Noir océan, de Marion HänselNoir océan est un film très bleu, très doux au thème très violent. Nous sommes en 1972. A bord d’un navire militaire français en mission dans le Pacifique, les heures passent lentement dans l’attente d’une quelconque action qui légitimerait leur enchaînement monocorde. Capturés par une distance absolue, éloignés de tout par des plages paradisiaques aux allures de bout du monde, de jeunes garçons mènent des jours orchestrés par la discipline mécanique de l’armée. Des codes, des ordres, des permissions viennent rythmer une vie qui s’étale sous un soleil trop clair, une mer trop calme.

L’amitié. Ces garçons ont 20 ans. Un âge qui n’oublie rien. Ils sont frêles et forts. Des hommes tout neufs. Des hommes enfants. Ils acceptent sans se poser de question, ont l’innocence de l’inconscience, le goût de l’insouciance parce qu’à 20 ans on sait que la vie est à venir, qu’elle se loge dans un présent qui ne pense pas à demain.

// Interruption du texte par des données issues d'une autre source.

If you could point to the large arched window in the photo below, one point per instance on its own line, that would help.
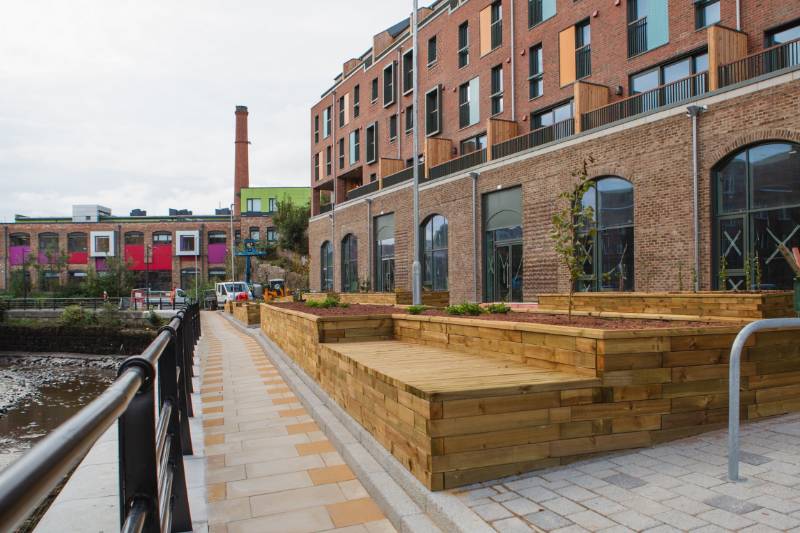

Il y a Massina, la tête sur les épaules et l’air rêveur. Giovanni, son chien qui n’est pas le sien. Moriarty, le mal-aimé, le grassouillet qui insiste pour recueillir l’affection des autres, tyrannise des poulpes pour se distraire, rit par complaisance, aimerait ressembler aux autres, prend des photos pour les envoyer à sa maman. Parce qu’une photo peut dire même ce qui n’a jamais existé. Il y a surtout Moriarty, plus sombre et solitaire que tous les autres. Plus fragile aussi parce que plus intelligent.

La bombe éclate comme un rêve doré, immense, silencieux. Une lumière éblouissante et belle. Un nuage en forme de champignon. Les jeunes hommes ont un masque pour se protéger les yeux. Comme d’une éclipse. Et plus rien. Seul Moriarty est inconsolable.

De ce film très lent, qui aurait pu être mieux incarné et plus affirmé se détache une profonde tendresse. Celle de ces garçons qui peinent à exister et apprennent à vivre ensemble. Néanmoins, se dégage peut-être le sentiment de rester à la surface, celle d’un océan trop grand ou d’un film qui se perd en longueurs. Reste la vulnérabilité. Celle de l’amitié, de personnages pris dans l’amorce d’une vie, de la planète sacrifiée par des innocents, de la confiance en soi à construire chaque jour. Un film qui montre que les grands événements ne rythment pas la vie. C’est dans le quotidien des heures perdues qu’elle s’inscrit.

Noir océan, de Marion Hänsel, avec Nicolas Robin, Adrien Jolivet, Romain David. France, Belgique, 2010. Sortie le 22 juin 2011. D’après deux nouvelles de Hubert Mingarelli extraites du recueil Océan Pacifique.